Geplaatst op 10-11-2011
| 1550 keer bekeken
| 0 reacties
Stadswallen en stadsgrachten
Het grote, hoge gebouw dat tegenover de Rabobank staat, tussen de Westwal en Molenstraat, heet “Stadsgraav’n.” Wat “stad” betekent, dat weet je wel. Het woordje “graav’n” is Twents en betekent sloot. Maar ook in het oud-Nederlands kwam het woordje “graven” voor en dan betekende dat “gracht”. “Stadsgraavn” is dus gewoon stadsgracht. Dat hoge gebouw heeft die naam gekregen, omdat daar dichtbij een deel van de stadsgracht lag.
Ootmarsum was vroeger een vestingstadje, zoals je in een paar andere verhalen in dit Ootmarsumse geschiedenisboek kunt lezen (Stadsplattegrond en Stadspoorten). Nadat Ootmarsum omstreeks 1300 stadsrechten had gekregen, mocht het stadsbestuur wallen en grachten om de stad aanleggen. Maar het duurde nogal een poos, voordat daarmee werd begonnen. Dat kwam, omdat er niet genoeg geld voor was.
In 1402 hielp de bisschop van Utrecht een handje en daarop werd meteen een begin gemaakt met het werk. Er werd een dubbele ring grachten uitgegraven. Van het zand werd meteen een dubbele ring wallen opgeworpen. Er kwam een buitenwal en een binnenwal. Die binnenwal werd bovendien met struiken beplant en deze hadden lange scherpe doornen. De grachten waren ongeveer drie meter diep. Op sommige plaatsen waren ze zeven tot tien meter breed. Het was dus niet gemakkelijk om zomaar de stad binnen te komen. Dat mocht slechts op twee plaatsen: door de stadspoorten.
Er moest natuurlijk altijd voldoende water in de stadsgracht staan. Dat water werd door een beek vanaf de Kuiperberg aangevoerd. Maar die beek moest ook de slotgracht van de Commanderie en later het Huis Ootmarsum vullen. Ook de twee watermolens van de Commanderie draaiden met behulp van dat water. Zelfs de fontein bij dat Huis Ootmarsum kreeg water uit die beek. Af en toe waren de bewoners van Huis Ootmarsum en het stadsbestuur kwaad op elkaar, omdat ze te weinig water hadden.
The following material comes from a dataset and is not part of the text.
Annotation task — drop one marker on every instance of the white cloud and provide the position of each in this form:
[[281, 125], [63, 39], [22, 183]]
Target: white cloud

Als de stad werd aangevallen gingen de bruggen omhoog en de stadspoorten dicht. Maar langs de grachten en wallen moest er natuurlijk ook toezicht zijn. Daarom had het stadsbestuur de wallen en grachten in stukken onderverdeeld. Over elk stuk was een groep bewakers aangesteld met één aanvoerder. Zo’n stuk wal en gracht werd een “rot” genoemd en de aanvoerder had de naam “Rotmeester”. Een grappige naam, nietwaar? Op enkele plaatsen waren op de wal torentjes gebouwd. Dat waren een soort uitkijktorens, die ook wel “mesecouwen” werden genoemd. Ze leken namelijk nogal op broedkastjes.
Het hele jaar door moesten de wallen en grachten onderhouden worden. Daar zorgden ook de rotmeester en zijn mannen voor. Deze moesten er ook op toezien, dat de burgers geen rommel in de gracht gooiden. In een oude stadswet staat, dat iemand een flinke boete kreeg als hij stiekem troep in de gracht kieperde. Dat men dat toch wel deed, zagen de arbeiders die in het begin van de 20e eeuw (van 1900-2000) de grachten moesten dempen. Potten, pannen, scherven lagen toen volop op de bodem.
Nog lang zijn er gedeelten van de gracht blijven liggen. Daarover lagen bruggetjes, waarover de mensen konden lopen om naar hun tuintjes buiten de wallen te gaan. Een van de stukken gracht die het langst bleef liggen was Kip’s graav’n. En omdat het grote, hoge gebouw daar in de buurt ligt, wordt dat gebouw Stadsgraav’n genoemd.
Twents
- In de Middeleeuwn ko’j leu nog boetn de stad hoaln deur grachtn te graavn en waln op te smietn.
- Bie nen oarlog van noe hebt dee grachtn en waln gin enkel nut mear.
- In Oatmössche kö’j nog good zeen woar vrooger dee waln en grachtn hebt loopn.
- A’j op ’n Westwal of ‘n Oostwal an’t graavn goat, vin ie wizze nog wa dinge dee ze vrooger in de gracht hebt smetn.